Confirm everything works from a developer machine, not the gateway host, so the test covers the network path developers use. Send a streaming request, which checks the endpoint, streaming pass-through, and model routing at once:
curl -N -X POST "https://llm-gateway.example.com/v1/messages" \
  -H "Authorization: Bearer <developer-key>" \
  -H "anthropic-version: 2023-06-01" \
  -H "content-type: application/json" \
  -d '{"model": "claude-sonnet-4-6", "max_tokens": 16, "stream": true, "messages": [{"role": "user", "content": "count to 3"}]}'
You should see data: lines arrive incrementally. The whole response arriving at once after a pause means the gateway is buffering, which stalls Claude Code; a 404 means the model name isn’t routed. Repeat per model name. Then start claude and send a message. Each symptom at this step has one cause:
  • A login prompt means a credential gap. Run /status and open the Status tab: when the Setting sources line doesn’t include managed settings, the distribution didn’t reach the machine; when it does, the developer credential wasn’t delivered, so set ANTHROPIC_AUTH_TOKEN or the apiKeyHelper
  • Failed to authenticate errors mean the gateway is rejecting requests; its log says which credential failed. A rejection the gateway logs itself names the developer key, while a 401 from api.anthropic.com or your provider’s endpoint means the provider credential the gateway holds was rejected
  • A one-time approval prompt for the key is expected on first use when the gateway expects keys in the x-api-key header, set as ANTHROPIC_API_KEY. With ANTHROPIC_AUTH_TOKEN, no prompt appears and the variable takes over silently; a previously saved claude.ai login is inactive for that session
Finally, check the gateway’s logs for the message you sent: the credential identifies the developer, and the x-claude-code-session-id header groups requests by session. If features fail with the troubleshooting symptoms, the gateway is stripping headers or rewriting errors; see the gateway requirements above.

Maintain the gateway

After rollout, three kinds of change reach the gateway over time. Each has a symptom to watch for and an action to take.
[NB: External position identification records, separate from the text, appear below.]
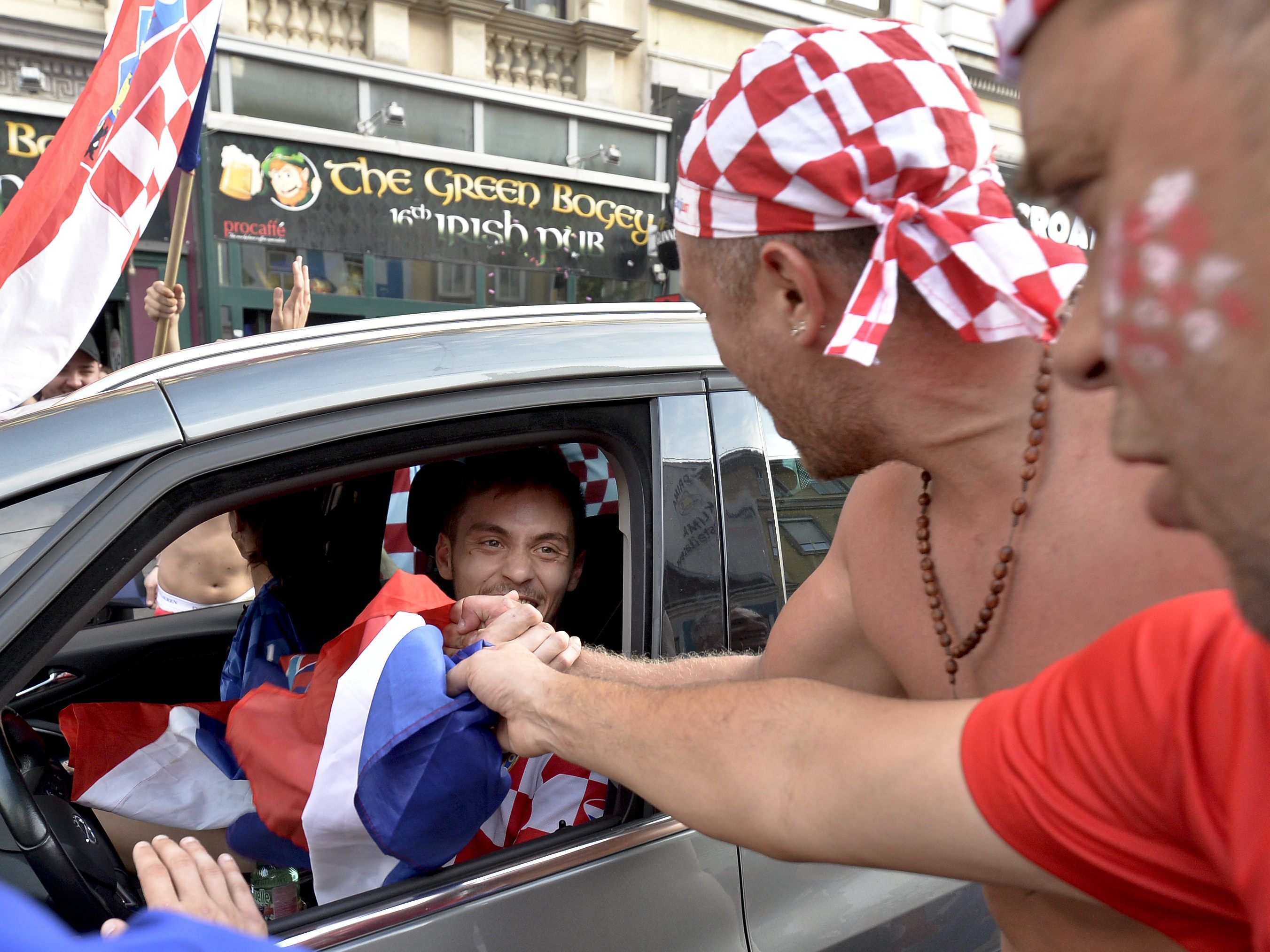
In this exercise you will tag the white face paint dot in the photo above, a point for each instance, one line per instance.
(1202, 331)
(1168, 194)
(1146, 358)
(1160, 264)
(1150, 314)
(1215, 275)
(1110, 346)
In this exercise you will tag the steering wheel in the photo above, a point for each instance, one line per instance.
(65, 844)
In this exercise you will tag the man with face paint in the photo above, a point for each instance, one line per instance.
(1132, 774)
(882, 302)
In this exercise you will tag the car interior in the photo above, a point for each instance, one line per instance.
(113, 649)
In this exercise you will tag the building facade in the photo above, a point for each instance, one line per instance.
(434, 154)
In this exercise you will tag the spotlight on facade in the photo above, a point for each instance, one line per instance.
(610, 155)
(32, 79)
(391, 115)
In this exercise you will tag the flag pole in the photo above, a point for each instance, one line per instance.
(176, 245)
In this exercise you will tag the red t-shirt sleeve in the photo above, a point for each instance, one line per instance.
(1114, 768)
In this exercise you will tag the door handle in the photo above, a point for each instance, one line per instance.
(55, 677)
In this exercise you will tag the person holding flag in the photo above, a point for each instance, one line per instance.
(96, 187)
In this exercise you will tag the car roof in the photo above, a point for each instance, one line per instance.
(235, 385)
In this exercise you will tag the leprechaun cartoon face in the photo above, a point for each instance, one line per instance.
(290, 179)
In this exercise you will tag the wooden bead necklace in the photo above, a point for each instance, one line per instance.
(951, 639)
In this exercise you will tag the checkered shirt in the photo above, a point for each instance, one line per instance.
(548, 792)
(823, 129)
(586, 461)
(1014, 30)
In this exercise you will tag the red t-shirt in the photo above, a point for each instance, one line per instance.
(1138, 771)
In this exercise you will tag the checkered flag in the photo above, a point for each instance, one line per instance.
(70, 229)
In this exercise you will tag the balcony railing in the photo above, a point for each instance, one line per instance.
(535, 65)
(327, 26)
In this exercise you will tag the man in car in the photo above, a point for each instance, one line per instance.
(83, 369)
(1131, 774)
(1027, 541)
(515, 526)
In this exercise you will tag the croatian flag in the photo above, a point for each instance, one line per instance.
(364, 771)
(69, 232)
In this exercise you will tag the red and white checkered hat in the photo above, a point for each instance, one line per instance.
(1015, 27)
(825, 129)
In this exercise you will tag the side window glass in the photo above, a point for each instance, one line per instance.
(807, 508)
(23, 523)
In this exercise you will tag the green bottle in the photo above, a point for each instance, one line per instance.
(276, 890)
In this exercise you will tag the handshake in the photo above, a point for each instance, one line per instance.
(520, 672)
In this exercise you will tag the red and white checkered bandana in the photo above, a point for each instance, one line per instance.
(1015, 27)
(825, 129)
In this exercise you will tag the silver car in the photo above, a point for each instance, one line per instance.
(718, 523)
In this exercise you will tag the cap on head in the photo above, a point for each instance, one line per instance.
(1015, 27)
(826, 129)
(91, 348)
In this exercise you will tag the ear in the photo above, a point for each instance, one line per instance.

ChangeSymptom when the gateway hasn’t kept upAction
New Claude Code releases add anthropic-beta values and request body fieldsDevelopers report 400 errors naming a new field after they update Claude Code; see feature pass-throughForward anthropic-* headers and request bodies verbatim rather than allowlisting; test new Claude Code releases against the gateway before they reach developers
New Claude models become availableDevelopers selecting a new model name get 404; the /model picker doesn’t list itAdd the model name to the gateway’s routing configuration, then re-run the routing check. If you distribute ANTHROPIC_MODEL or the default-model variables, update the managed settings
Credentials expire or need rotationAll developer requests start failing with 401 from the upstreamRotate the gateway’s provider credential on its own schedule; developer keys rotate at the gateway, and an apiKeyHelper handles per-developer rotation without redistributing settings
When sizing per-key rate limits, account for the client retrying transient failures, including 429 responses, up to 10 times with backoff, honoring Retry-After. Keep the protocol reference as the contract for what each Claude Code release sends.